Hello, I would like to sign my gem package that I am going to distribute soon. My question is, why people will trust my certificate? How can I make my certificate trusty to people? ofcourse, without spending any money !! Thanks, Mohammad
on 2005-12-21 18:56
on 2005-12-21 21:24
* Mohammad K. (email@example.com) wrote: > Hello, > > I would like to sign my gem package that I am going to distribute soon. > My question is, why people will trust my certificate? > How can I make my certificate trusty to people? ofcourse, without > spending any money !! I had hoped some sort of Rubygems public key infrastructure (PKI) would materialize (I talk about that a little in the gem signing documentation, and suggested a hypothetical geographic system). Since this One True RubyGems PKI (tm) hasn't materialized, you could include a PGP fingerprint (or public key) in the gem itself, sign the root issuing certificate (if there's only one certificate involved, then it's self-signed, and it is the root certificate) with the PGP key, post the signature online, and distribute your PGP public key via PGP keyservers. Obviously that doesn't really mitigate the trust issue; a PGP-signed signature of an X509 certificate really only verifies that the PGP signer is vouching for the X509 certificate in question. It doesn't provide any indication that the PGP signer or the certificate owner is who they say they are, is you think they are, or (most importantly) whether you can trust either. Unlike traditional X509-based PKI (the trust model used in Rubygems), PGP has a distributed trust model (versus the hierarchical X509 model), and a established decentralized key distribution infrastructure (versus X509, which is almost always centralized).
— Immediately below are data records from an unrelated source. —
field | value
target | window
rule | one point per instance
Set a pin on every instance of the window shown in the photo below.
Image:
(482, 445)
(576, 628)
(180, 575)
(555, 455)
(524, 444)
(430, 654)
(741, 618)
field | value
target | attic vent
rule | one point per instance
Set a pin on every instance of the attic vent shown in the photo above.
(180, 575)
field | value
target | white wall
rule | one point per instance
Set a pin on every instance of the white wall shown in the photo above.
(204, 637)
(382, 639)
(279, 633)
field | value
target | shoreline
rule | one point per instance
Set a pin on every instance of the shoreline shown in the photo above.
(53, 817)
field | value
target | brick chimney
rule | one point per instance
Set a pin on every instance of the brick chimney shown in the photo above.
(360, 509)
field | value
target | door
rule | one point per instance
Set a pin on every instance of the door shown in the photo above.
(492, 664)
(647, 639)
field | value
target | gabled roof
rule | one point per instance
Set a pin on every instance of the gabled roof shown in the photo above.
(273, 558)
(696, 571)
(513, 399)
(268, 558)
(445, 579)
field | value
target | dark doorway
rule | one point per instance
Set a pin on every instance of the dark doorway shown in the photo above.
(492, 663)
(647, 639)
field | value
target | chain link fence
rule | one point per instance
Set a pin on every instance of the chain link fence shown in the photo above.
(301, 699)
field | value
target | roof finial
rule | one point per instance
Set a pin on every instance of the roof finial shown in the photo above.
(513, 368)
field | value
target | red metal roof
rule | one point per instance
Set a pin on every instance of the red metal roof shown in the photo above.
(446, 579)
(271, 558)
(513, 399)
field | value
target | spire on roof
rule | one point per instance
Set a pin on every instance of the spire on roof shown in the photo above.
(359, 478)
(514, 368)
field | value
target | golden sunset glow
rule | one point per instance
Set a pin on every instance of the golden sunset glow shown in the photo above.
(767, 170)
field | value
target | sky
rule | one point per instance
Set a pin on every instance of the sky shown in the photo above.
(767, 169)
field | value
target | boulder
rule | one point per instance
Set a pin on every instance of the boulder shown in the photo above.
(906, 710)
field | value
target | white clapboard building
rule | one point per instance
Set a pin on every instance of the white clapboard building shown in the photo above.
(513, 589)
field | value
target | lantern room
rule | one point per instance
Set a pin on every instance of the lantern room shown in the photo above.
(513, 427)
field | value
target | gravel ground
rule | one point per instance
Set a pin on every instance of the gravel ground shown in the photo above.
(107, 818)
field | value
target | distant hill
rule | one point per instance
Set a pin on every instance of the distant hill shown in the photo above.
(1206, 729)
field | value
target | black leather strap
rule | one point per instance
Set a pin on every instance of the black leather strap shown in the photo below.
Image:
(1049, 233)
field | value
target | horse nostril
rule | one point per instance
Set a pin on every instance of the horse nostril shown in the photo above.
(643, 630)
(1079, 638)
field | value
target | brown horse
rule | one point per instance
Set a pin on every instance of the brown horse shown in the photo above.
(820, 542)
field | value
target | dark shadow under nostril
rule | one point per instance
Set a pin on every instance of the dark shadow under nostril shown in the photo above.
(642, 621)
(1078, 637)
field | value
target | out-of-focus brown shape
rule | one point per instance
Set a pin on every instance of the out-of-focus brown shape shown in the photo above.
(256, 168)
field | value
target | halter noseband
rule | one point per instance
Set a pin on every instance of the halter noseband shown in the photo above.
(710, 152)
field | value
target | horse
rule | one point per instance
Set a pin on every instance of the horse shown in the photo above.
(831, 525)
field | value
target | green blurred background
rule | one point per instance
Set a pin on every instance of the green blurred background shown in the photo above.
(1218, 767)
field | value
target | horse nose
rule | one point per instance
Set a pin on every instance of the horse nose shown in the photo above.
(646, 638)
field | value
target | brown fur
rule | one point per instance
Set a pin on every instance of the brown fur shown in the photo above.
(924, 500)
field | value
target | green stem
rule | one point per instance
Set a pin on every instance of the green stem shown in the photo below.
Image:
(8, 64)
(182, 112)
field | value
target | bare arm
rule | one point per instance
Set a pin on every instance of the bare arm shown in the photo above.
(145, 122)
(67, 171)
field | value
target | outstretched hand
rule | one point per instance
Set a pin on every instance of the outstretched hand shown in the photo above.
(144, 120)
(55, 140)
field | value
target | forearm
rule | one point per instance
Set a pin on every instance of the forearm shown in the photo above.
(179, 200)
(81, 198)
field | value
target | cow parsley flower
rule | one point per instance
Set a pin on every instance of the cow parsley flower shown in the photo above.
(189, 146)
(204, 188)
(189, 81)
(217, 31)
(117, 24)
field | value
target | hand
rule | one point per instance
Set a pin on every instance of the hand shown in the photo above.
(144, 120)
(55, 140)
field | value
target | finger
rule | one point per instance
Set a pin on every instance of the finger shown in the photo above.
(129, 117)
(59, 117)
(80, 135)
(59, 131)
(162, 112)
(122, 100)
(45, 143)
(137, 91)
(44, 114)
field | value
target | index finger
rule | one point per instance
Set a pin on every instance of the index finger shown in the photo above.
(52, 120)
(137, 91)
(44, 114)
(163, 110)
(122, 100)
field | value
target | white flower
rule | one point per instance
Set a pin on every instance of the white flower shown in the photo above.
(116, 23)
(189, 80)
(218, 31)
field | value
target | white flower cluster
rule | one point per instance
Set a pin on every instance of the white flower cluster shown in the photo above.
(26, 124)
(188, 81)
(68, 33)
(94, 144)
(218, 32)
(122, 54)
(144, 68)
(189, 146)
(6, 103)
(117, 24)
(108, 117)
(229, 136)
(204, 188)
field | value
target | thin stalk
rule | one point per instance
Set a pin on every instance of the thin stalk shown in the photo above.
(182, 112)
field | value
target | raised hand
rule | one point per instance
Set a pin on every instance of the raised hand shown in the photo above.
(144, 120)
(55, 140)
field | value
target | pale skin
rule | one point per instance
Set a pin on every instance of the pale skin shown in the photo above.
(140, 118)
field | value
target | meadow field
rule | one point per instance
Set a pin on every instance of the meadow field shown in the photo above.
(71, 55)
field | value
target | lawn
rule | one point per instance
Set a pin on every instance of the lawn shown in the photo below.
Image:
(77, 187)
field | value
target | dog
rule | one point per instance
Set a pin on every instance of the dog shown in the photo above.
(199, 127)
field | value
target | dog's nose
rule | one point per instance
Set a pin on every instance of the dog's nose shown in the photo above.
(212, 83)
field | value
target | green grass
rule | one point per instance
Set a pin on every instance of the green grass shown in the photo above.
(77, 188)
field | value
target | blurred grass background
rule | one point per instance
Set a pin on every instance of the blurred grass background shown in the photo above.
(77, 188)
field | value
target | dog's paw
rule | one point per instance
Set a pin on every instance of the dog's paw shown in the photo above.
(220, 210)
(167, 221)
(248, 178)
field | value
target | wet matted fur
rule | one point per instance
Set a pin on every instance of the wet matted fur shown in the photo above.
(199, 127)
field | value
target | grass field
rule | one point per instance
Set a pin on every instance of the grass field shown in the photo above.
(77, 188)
The advantage to this method is that you're leveraging the PGP's distributed trust PGP model for X509 certificate distribution, and the RubyGems gem signing for simplicity (eg, once users have the X509 certificate/X509 certificate chain loaded in to rubygems, they don't have to hand-verify each gem released by you any more). Ultimately, trust is client-side issue. Your certificate may be signed, verified, validated, and trusted up the wazoo, and end users still might not trust it, for whatever reason. Hope that helps, and sorry about the long-winded response!